“O, but he is!” she said. “The First Commissioner, or the Public Prosecutor, or the Lord High Executioner, or somebody, isn’t satisfied with Henstridge’s evidence, and he’s got to come down and go through all that part of it again. He’s to be here to-morrow to see my father at two o’clock.”

“Well,” I said, “I hope we shan’t run across one another, that’s all.”

“No,” she answered, in a rather funny way: “I don’t suppose you exactly love him.”

I will say no more, since I have reached the threshold of that extraordinary event which was to falsify at a blow every theory which I, in common with hundreds of others, had built up and elaborated about the Wildshott Murder Case.

CHAPTER XIX.
THE DARK HORSE

Sergeant Ridgway, turning up punctually to his appointment, was shown into Sir Calvin’s study, where he found, not his former employer, but the Baron Le Sage, seated alone. Characteristically, the detective showed as little surprise at seeing who awaited him as he did embarrassment over his return to a house whose hospitality he had, according to Mr. Bickerdike, so cruelly abused. He could have understood, no doubt, no reason for his feeling any. His commission had been to discover the murderer of Annie Evans, and, according to the best of his lights, he had executed that commission. It was not his fault if it had led him in a direction tragically counter to the expectations of his employer.
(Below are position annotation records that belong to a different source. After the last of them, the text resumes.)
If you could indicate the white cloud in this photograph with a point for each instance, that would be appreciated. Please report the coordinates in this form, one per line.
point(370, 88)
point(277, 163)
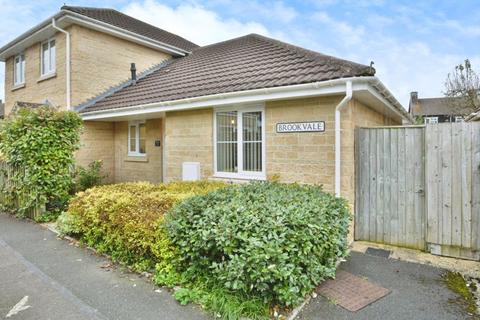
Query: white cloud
point(192, 21)
point(349, 34)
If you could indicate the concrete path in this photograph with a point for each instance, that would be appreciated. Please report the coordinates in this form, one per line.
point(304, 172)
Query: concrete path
point(418, 292)
point(66, 282)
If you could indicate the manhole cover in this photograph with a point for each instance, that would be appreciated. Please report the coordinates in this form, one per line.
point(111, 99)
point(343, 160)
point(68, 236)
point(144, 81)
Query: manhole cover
point(378, 252)
point(351, 292)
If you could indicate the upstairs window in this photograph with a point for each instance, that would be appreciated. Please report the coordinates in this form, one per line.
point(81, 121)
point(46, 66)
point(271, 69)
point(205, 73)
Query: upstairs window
point(136, 138)
point(19, 70)
point(48, 57)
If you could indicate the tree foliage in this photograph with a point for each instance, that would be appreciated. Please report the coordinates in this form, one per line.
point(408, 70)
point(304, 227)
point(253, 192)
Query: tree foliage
point(40, 142)
point(464, 85)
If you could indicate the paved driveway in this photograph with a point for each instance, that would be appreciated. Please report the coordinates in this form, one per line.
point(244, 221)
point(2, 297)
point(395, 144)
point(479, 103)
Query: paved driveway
point(417, 292)
point(65, 282)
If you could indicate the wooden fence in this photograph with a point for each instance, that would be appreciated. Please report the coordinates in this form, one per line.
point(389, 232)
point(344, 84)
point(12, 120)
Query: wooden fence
point(419, 187)
point(14, 200)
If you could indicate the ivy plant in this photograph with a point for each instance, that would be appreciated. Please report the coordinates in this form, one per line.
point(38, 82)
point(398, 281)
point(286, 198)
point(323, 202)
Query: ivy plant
point(40, 144)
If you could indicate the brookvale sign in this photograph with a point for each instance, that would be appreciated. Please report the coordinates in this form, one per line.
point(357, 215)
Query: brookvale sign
point(311, 126)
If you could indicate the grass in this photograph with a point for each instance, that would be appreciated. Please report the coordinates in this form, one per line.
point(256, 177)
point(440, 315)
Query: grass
point(223, 303)
point(458, 284)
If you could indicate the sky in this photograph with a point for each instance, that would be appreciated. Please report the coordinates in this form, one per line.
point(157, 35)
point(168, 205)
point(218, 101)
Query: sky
point(413, 44)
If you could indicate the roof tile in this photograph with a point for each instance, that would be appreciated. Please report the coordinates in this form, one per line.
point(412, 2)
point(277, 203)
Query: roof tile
point(245, 63)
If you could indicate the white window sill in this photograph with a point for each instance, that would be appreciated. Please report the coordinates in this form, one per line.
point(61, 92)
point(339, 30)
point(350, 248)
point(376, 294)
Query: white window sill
point(236, 176)
point(47, 76)
point(18, 86)
point(132, 157)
He had been engaged for a particular purpose, and he had dutifully pursued that purpose—inevitably, if unfortunately, to a regrettable end. But sentiment could not be allowed to affect the detectival philosophy, or the Law became a dead letter. In professional matters he was, and had to be, a simple automaton; wherefore no sign of uneasiness was visible in his expression as he entered the room, nor was there discernible there a trace of animus of any sort. He was quite prepared, if necessary, to own himself in the wrong. His high superiors had expressed themselves as dissatisfied with a certain portion of the evidence. Very well, he would bow to their scruples, and make a thorough re-investigation of that part of the case. He understood that the landlord of the Red Deer inn had been warned, and was to meet him here this afternoon. Personally, he did not hope much from the interview, or attach great importance to a rumour which he understood had got about since the Inquest. But whether that rumour embodied a fact, or proved on examination as unsubstantial as most canards of its kind, the finding of the murderer of Annie Evans remained, as it had been, his sole object and purpose in undertaking the case.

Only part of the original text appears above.